Mandas Has Been In Business Over 50 Yrs.she Always Sells At Just Above Cost..her Dad Jack Sold Big Numbers In The Mail Order Business...i Can Guarantee You Their Not Stolen....


----------



## keepinitreel (Apr 11, 2004)

Walmart in Wooster had some stinger spoons for $2.45. I guess I better load up. Not a very good selection.
I checked other Walmarts and they did not have any.


----------



## Hetfieldinn (May 17, 2004)

ARGEE said:


> Mandas Has Been In Business Over 50 Yrs.she Always Sells At Just Above Cost..her Dad Jack Sold Big Numbers In The Mail Order Business...i Can Guarantee You Their Not Stolen....

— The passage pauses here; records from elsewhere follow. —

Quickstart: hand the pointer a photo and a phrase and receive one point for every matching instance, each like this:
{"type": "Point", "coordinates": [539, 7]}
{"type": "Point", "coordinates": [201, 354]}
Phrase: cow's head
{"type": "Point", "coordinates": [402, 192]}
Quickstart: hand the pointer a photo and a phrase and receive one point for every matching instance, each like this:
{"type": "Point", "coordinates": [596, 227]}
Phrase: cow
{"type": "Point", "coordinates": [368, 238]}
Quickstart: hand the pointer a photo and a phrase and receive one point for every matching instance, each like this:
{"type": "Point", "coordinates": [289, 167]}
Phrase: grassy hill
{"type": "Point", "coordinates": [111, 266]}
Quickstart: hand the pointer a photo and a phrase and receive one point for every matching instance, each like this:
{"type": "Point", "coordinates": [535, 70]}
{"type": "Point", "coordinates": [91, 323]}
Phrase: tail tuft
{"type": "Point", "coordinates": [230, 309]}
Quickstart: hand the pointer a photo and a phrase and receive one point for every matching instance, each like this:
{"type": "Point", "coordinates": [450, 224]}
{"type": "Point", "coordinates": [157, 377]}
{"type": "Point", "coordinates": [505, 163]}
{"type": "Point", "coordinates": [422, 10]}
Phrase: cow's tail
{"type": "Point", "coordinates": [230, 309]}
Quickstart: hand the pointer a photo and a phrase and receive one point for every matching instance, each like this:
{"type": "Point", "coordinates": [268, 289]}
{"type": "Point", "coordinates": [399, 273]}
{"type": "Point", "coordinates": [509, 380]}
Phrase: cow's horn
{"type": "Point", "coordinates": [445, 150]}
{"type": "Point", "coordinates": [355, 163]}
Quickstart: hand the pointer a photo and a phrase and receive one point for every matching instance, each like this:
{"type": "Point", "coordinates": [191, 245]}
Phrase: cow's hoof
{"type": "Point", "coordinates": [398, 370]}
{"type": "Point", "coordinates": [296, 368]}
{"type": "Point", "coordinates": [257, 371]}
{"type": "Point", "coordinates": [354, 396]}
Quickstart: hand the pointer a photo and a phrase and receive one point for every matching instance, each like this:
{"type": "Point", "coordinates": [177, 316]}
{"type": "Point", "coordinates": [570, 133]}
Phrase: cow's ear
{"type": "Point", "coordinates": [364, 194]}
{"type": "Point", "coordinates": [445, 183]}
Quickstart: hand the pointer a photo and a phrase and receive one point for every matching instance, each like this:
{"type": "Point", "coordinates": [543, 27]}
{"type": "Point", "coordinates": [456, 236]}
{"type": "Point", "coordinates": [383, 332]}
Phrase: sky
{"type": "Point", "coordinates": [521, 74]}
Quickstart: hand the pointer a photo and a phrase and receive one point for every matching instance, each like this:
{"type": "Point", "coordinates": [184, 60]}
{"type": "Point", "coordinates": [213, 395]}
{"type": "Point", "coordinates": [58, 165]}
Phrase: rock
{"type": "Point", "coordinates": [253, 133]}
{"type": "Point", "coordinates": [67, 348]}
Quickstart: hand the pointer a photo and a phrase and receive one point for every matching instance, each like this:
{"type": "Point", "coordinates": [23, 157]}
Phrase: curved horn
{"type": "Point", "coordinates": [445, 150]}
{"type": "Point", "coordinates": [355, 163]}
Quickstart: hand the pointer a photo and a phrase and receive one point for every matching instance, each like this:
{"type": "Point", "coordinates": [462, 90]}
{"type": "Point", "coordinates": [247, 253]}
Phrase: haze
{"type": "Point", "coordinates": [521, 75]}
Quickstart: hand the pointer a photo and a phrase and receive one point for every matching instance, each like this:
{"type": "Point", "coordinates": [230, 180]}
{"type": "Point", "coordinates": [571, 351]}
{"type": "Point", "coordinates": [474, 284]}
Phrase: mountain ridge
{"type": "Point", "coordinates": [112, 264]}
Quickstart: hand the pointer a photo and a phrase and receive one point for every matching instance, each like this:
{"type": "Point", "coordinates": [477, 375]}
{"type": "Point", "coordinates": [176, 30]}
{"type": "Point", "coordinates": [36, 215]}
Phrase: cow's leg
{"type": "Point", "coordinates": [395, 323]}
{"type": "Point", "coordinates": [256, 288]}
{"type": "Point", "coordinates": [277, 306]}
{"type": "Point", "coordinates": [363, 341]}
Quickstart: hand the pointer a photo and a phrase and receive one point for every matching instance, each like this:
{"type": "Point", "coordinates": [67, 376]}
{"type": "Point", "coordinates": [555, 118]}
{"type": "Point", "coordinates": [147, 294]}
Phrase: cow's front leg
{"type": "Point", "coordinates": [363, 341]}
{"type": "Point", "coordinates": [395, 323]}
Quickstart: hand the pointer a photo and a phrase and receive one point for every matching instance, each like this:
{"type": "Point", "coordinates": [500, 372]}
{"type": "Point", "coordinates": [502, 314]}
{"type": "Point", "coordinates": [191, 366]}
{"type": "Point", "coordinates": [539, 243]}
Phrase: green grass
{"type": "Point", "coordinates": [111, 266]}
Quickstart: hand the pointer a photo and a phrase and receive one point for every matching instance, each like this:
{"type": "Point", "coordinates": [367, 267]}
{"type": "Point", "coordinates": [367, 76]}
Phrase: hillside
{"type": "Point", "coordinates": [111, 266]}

Correct. Not everyone tries to make a mortgage payment worth of $ off of a three spoon sale. Mandas is one of the largest dealers in electronics. Lowrance/Eagle even gives people their phone number if they don't have a part for an older model, and most likely, she'll have it there somewhere. They don't even accept credit cards, so if you call from out of state, she'll ship you the electronics, and include an invoice, and you send her a check or money order when you recieve the items. How many places will do that. Zero. Even implying that she sells hot merchandise is a huge slap in the face to probably the last honest bait shop owner in the business (Mandas)


----------